About an hour later a young man walks into the pub and heads to the bar, and I feel like i know him. Sure enough, I do. It’s Walter, the young man who tiled my cellar last fall. At that time was part of a work crew from a local contractor, and he surprised me, as he was putting in the tile, when he said, “Does your son have hemophilia, too?” Apparently, he figured it out from the photos I have of Paul Newman and me at Camp Hole in the Wall (can’t miss that autographed picture, front and center as you walk in). We chatted and I learned he has mild hemophilia and lives in Haverhill. I have people from all over the world on my mailing list but not someone who lives 15 minutes away? Well, he and his family were not active in the community. I added him to my mailing list, gave him a free copy of my book and sent him on his way, leaving me to enjoy my new floor.
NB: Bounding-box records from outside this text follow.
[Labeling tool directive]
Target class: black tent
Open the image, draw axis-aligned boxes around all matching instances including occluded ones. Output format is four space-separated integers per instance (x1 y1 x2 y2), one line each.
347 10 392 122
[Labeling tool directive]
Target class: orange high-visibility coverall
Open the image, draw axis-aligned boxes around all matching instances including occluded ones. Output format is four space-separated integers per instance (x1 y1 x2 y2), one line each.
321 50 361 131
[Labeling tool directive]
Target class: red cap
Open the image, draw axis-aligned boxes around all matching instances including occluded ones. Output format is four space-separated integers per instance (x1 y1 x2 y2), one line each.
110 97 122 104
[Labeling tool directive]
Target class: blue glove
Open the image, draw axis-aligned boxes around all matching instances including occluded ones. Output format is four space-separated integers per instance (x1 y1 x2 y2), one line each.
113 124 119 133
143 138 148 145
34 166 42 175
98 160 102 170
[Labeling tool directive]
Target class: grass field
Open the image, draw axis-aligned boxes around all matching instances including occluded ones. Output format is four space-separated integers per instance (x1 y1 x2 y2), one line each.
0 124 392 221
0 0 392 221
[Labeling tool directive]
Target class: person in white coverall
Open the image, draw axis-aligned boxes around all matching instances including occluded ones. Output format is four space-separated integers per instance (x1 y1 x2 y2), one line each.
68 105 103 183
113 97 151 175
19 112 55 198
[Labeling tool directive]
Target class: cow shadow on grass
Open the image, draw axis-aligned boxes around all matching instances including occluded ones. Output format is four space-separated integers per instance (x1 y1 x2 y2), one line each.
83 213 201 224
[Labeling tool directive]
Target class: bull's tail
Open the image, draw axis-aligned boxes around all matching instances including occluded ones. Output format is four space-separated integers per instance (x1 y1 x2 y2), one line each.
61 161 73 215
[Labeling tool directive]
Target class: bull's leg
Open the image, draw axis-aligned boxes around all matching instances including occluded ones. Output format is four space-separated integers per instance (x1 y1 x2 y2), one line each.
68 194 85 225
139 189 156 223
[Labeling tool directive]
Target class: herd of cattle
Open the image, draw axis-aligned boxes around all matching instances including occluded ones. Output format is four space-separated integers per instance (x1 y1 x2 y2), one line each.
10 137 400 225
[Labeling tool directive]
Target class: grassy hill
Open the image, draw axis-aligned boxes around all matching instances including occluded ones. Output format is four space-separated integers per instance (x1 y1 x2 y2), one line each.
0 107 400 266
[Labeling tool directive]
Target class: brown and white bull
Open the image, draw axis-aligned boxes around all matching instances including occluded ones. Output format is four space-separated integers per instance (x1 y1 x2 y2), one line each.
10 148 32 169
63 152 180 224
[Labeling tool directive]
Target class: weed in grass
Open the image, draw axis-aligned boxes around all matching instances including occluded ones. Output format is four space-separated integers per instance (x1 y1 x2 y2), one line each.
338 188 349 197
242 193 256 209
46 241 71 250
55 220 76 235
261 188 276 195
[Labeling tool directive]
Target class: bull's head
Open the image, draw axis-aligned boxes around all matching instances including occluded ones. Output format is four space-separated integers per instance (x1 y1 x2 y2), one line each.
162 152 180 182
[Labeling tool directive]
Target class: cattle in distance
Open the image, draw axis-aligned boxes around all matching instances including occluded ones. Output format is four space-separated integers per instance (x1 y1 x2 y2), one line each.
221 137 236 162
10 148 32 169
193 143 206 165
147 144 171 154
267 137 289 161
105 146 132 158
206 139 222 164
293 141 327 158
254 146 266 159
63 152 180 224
Two months later Walt stopped by my office with news. “I quit my job,” he said hesitantly. I treated him with the same care and concern I would my own child. “What are you, crazy?” I said. No job, no insurance; no insurance, no factor. What was he thinking? He didn’t like his boss. And with no college education, it would be tough to find another job. I lectured him a bit and then armed him with a mission: call your hematologist; call your home care company and very quickly, call PSI. Tom had never heard of PSI. When I explained to him that it could save his life, I guess he listened.

Off he went and months went by. I didn’t hear from him. And then, in all the bars in all the world, he walks into mine.

“Hi, Walt?” I asked, eyeing him in the dim light.

“Mrs. Kelley!” he exclaimed, recognizing me. Then, “I got a job!”

Poor kid: now he’s treating me like his mother!

I was thrilled for him. Of course, there is a waiting period for those with pre-existing conditions… not to worry. Walt amazed me when he said, “I called PSI like you said and they are covering me until my new insurance kicks in.”

Wow. Here was a kid who never attended a hemophilia meeting, went to camp once, doesn’t know anyone else with hemophilia, quit his job not realizing the dire consequences, couldn’t name his factor brand… and he did it. He got himself back on track. I was so happy! He was too.

Kudos to PSI: you don’t know Walt but you have changed his life. Thank you, Dana, thank you everyone at PSI!